Method 2: Use of Maxima and Minima through Differentiation
Step 1: Find the Derivative of the Function
The given function is:
[ y frac{1}{2} cos(x) * [2cos^2(x) - 1] ]Let's differentiate it with respect to x:
[ y frac{1}{2} (2cos^2(x) - 1)cos(x) - frac{1}{2}cos^2(x)sin(x) ] [ y' frac{1}{2} left[ 2cos(x) * (-sin(x)) * (2cos^2(x) - 1) - 2cos(x)sin(x) * (2cos^2(x) - 1) right] - frac{1}{2}cos^2(x)cos(x) ]Further simplification gives:
[ y' frac{1}{2} left[ -2cos(x)sin(x)(2cos^2(x) - 1) - 2cos^2(x)sin(x) right] - frac{1}{2}cos^3(x) ]Step 2: Set the Derivative to Zero to Find Critical Points
Set y' 0 and solve for x:
[ -2cos(x)sin(x)(2cos^2(x) - 1) - 2cos^2(x)sin(x) - frac{1}{2}cos^3(x) 0 ]This equation can be solved to find the critical points, which correspond to the maxima and minima.

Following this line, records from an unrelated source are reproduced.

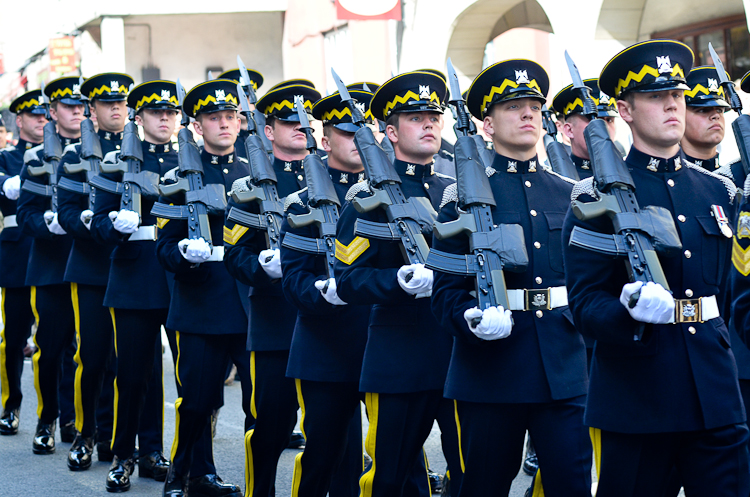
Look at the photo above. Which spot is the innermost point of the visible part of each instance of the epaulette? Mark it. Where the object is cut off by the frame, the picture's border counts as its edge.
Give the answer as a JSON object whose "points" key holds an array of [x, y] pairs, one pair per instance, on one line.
{"points": [[728, 184], [293, 198], [450, 194], [584, 187], [362, 186]]}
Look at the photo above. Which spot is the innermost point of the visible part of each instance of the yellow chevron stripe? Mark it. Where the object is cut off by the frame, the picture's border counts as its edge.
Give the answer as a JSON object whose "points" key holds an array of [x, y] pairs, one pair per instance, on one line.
{"points": [[638, 77], [233, 236], [402, 99], [741, 258], [495, 90], [349, 253]]}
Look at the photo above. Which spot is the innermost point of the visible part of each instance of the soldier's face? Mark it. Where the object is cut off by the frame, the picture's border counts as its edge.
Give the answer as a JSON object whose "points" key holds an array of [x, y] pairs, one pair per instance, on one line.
{"points": [[418, 136], [68, 119], [158, 124], [657, 119], [110, 115], [704, 126]]}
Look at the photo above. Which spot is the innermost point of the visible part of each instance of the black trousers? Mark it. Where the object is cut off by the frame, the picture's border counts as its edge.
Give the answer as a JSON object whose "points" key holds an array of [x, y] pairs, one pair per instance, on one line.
{"points": [[17, 318], [53, 312], [275, 409], [492, 437], [201, 371], [332, 424]]}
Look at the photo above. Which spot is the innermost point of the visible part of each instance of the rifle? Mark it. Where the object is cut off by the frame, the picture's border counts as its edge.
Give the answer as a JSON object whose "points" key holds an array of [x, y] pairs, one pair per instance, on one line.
{"points": [[493, 248], [405, 216], [558, 157], [259, 186], [322, 202], [199, 197], [51, 153], [639, 232], [741, 125]]}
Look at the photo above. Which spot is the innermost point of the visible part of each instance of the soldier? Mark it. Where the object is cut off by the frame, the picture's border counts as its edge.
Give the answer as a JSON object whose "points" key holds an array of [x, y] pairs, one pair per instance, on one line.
{"points": [[407, 352], [272, 317], [206, 308], [14, 255], [522, 368], [670, 398], [567, 104]]}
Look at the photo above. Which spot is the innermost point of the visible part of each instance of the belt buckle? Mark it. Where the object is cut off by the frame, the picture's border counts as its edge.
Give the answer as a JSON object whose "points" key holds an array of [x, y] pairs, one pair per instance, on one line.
{"points": [[537, 299], [688, 311]]}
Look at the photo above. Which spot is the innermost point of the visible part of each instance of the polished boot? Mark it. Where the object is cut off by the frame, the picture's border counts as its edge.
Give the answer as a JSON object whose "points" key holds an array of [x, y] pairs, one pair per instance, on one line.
{"points": [[118, 479], [44, 438], [9, 422], [80, 454], [153, 465], [212, 486]]}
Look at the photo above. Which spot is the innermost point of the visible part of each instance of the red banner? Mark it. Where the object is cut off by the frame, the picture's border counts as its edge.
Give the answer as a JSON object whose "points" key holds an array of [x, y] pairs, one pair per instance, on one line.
{"points": [[62, 55], [367, 10]]}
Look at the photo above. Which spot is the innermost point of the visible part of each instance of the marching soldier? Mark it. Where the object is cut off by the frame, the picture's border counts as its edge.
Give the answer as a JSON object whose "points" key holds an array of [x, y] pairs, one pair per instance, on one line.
{"points": [[272, 317], [14, 256], [670, 397], [206, 308], [407, 352], [522, 368]]}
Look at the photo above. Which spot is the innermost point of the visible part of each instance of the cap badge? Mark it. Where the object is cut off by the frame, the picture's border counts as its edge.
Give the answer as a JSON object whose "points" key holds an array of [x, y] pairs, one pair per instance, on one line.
{"points": [[522, 77], [664, 64]]}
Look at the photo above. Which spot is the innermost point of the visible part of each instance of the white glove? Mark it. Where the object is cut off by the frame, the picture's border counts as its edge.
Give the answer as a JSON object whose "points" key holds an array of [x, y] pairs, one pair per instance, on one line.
{"points": [[420, 280], [126, 221], [195, 250], [328, 291], [495, 322], [86, 217], [655, 305], [52, 225], [270, 261], [12, 187]]}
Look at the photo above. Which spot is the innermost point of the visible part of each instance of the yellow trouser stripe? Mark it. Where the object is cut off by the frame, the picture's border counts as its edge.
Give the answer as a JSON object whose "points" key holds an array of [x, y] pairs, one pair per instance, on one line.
{"points": [[366, 482], [35, 357], [78, 395], [4, 384]]}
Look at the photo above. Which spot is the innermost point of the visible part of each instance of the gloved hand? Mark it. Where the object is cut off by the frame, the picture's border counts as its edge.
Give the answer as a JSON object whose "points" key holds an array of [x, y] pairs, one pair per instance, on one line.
{"points": [[328, 291], [125, 221], [52, 225], [270, 261], [195, 250], [655, 305], [86, 217], [415, 279], [12, 187], [495, 322]]}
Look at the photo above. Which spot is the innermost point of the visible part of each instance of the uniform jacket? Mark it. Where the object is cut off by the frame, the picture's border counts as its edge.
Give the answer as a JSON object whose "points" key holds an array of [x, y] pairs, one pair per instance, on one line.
{"points": [[678, 377]]}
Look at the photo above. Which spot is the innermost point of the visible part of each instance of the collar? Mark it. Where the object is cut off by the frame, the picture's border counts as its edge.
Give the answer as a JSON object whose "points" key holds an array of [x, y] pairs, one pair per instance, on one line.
{"points": [[217, 159], [161, 148], [505, 164], [639, 160], [406, 169], [708, 164], [345, 178], [106, 135]]}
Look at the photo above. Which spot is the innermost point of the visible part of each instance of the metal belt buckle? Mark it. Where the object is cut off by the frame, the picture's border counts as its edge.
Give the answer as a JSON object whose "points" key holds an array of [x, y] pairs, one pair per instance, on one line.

Step 3: Evaluate the Function at Critical Points and Endpoints
Evaluate the function at the critical points and endpoints x 0, π/2, π, 3π/2, 2π to find the absolute maximum and minimum values of the function. The maximum and minimum values will then give us the amplitude of the function.
Conclusion
Both methods effectively allow us to calculate the amplitude of the function y cos(x) * cos(2x)/2. The first method simplifies the function using trigonometric identities and completing the square, while the second method utilizes the concept of maxima and minima through differentiation.
Understanding these methods is crucial for analyzing trigonometric functions and their properties. Whether you are a student or a professional, mastering these techniques will enhance your problem-solving skills in calculus and beyond.